Our patient had only symptoms of seizures (generalised tonic-clonic type) which might be the manifestation of intracranial calcification. Her distress was a psychological reaction to persistent seizures. Phenytoin was partially effective in controlling the seizure. Treatment with valproate resulted in good control of seizure. Basal ganglia has important role in motor control. Dysfunction or damage to the integrity of basal ganglia manifests with features of Parkinson’s disease. Our patient did not show any sign or symptom of Parkinson’s disease despite calcification of bilateral basal ganglia.

Basal ganglia calcification in our patient was associated with calcifications in cerebellar hemispheres and frontal lobe. The patient did not exhibit any other symptoms clinically, other than the episodes of seizure. A study revealed that calcification of basal ganglia correlated with the duration of hypocalcaemia.7 As hypocalcaemia and intracranial calcification were detected simultaneously in our patient, when she presented to us with seizures, the above correlation could not be established in our patient.

Disturbances in calcium metabolism may cause metastatic calcification, where calcium is deposited in healthy tissues causing its damage. Evidence suggests that interventions done before tissue damage may protect the tissue and preserve their structural and functional integrity.8 It seems that the disturbance of calcium metabolism in our patient had unlikely resulted in irreversible tissue damage causing the features of Parkinsonism or cerebellar dysfunction. This is the key time for the prevention of tissue damage through appropriate interventions.
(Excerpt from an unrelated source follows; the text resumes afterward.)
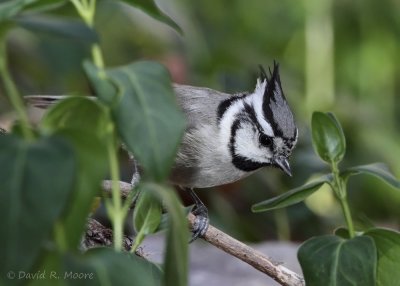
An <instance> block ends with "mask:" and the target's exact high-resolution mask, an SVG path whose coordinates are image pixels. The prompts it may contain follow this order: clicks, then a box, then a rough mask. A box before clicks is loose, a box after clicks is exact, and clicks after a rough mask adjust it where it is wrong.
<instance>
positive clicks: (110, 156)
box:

Our patient had presented with seizure for 6 years. The disturbance of calcium metabolism seems to be chronic. Despite this chronicity, there were no neurological deficits, which may be due to less severe abnormality in the calcium levels and PTH.
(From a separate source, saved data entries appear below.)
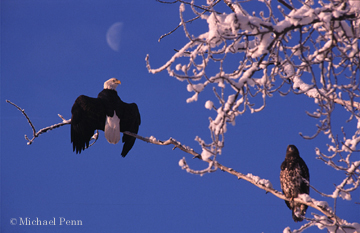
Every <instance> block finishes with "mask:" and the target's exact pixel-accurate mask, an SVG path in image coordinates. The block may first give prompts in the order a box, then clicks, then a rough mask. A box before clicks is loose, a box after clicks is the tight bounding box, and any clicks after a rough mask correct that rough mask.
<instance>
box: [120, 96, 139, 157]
mask: <svg viewBox="0 0 360 233" xmlns="http://www.w3.org/2000/svg"><path fill="white" fill-rule="evenodd" d="M121 102H122V101H121ZM121 112H122V114H121V115H122V116H121V117H120V132H125V131H129V132H132V133H136V134H137V133H138V131H139V125H140V123H141V118H140V112H139V109H138V106H137V105H136V104H135V103H132V104H128V103H125V102H122V103H121ZM135 139H136V138H134V137H132V136H129V135H127V134H123V138H122V141H123V143H124V146H123V149H122V152H121V155H122V156H123V157H125V156H126V155H127V153H128V152H129V151H130V150H131V148H132V147H133V145H134V143H135Z"/></svg>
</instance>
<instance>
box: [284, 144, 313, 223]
mask: <svg viewBox="0 0 360 233" xmlns="http://www.w3.org/2000/svg"><path fill="white" fill-rule="evenodd" d="M309 182H310V175H309V169H308V167H307V166H306V164H305V162H304V160H303V159H302V158H301V157H300V154H299V150H298V149H297V148H296V146H294V145H289V146H288V147H287V149H286V156H285V160H284V162H283V163H282V164H281V171H280V184H281V189H282V191H283V193H284V195H285V196H286V197H287V198H290V199H291V200H293V199H294V198H296V197H297V196H298V195H299V194H302V193H306V194H309V191H310V190H309V185H310V183H309ZM285 203H286V205H287V206H288V207H289V209H291V210H292V218H293V219H294V221H295V222H301V221H302V220H303V219H304V217H305V213H306V209H307V208H308V206H307V205H304V204H300V203H295V202H294V201H291V202H289V201H285Z"/></svg>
Tonic-clonic seizures occurring with hypoparathyroidism have already been reported in literature.9–11 Fahr’s disease can also attribute to the development of seizure, though the association is extremely rare.12 13 In our patient, seizure may be due to intracranial calcification or can be an independent entity. Similarly, the intracranial calcification may be due to Fahr’s disease or due to hypoparathyroidism or can be a cumulative effect of both these entities. Evidence suggests that Fahr’s disease can be associated with abnormalities in the metabolism of iron, calcium and porphyrin13 as well as abnormalities of parathyroid gland.14 The existing evidence suggests our diagnosis in this case (Fahr’s disease with hypoparathyroidism).
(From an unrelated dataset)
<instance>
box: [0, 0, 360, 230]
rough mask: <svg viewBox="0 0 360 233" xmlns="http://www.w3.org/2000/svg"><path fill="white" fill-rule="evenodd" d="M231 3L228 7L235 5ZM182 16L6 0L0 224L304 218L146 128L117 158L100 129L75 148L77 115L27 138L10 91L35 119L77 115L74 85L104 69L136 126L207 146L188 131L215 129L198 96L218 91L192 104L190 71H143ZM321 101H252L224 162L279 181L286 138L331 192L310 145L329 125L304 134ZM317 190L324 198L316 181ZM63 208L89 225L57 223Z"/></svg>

Hypoparathyroidism was diagnosed in our patient on the basis of low-serum ionic calcium and high phosphate levels. There is a need to intervene in this critical period in order to prevent damages to the neuronal tissue of the brain due to metastatic calcification resulting from disturbances of calcium metabolism. This window period may be the crucial period that needs an intensive clinical evaluation and urgent intervention. Correction of underlying metabolic disturbance before damage of neuronal tissue due to intracranial calcification may be useful in preventing irreversible neurological deficits.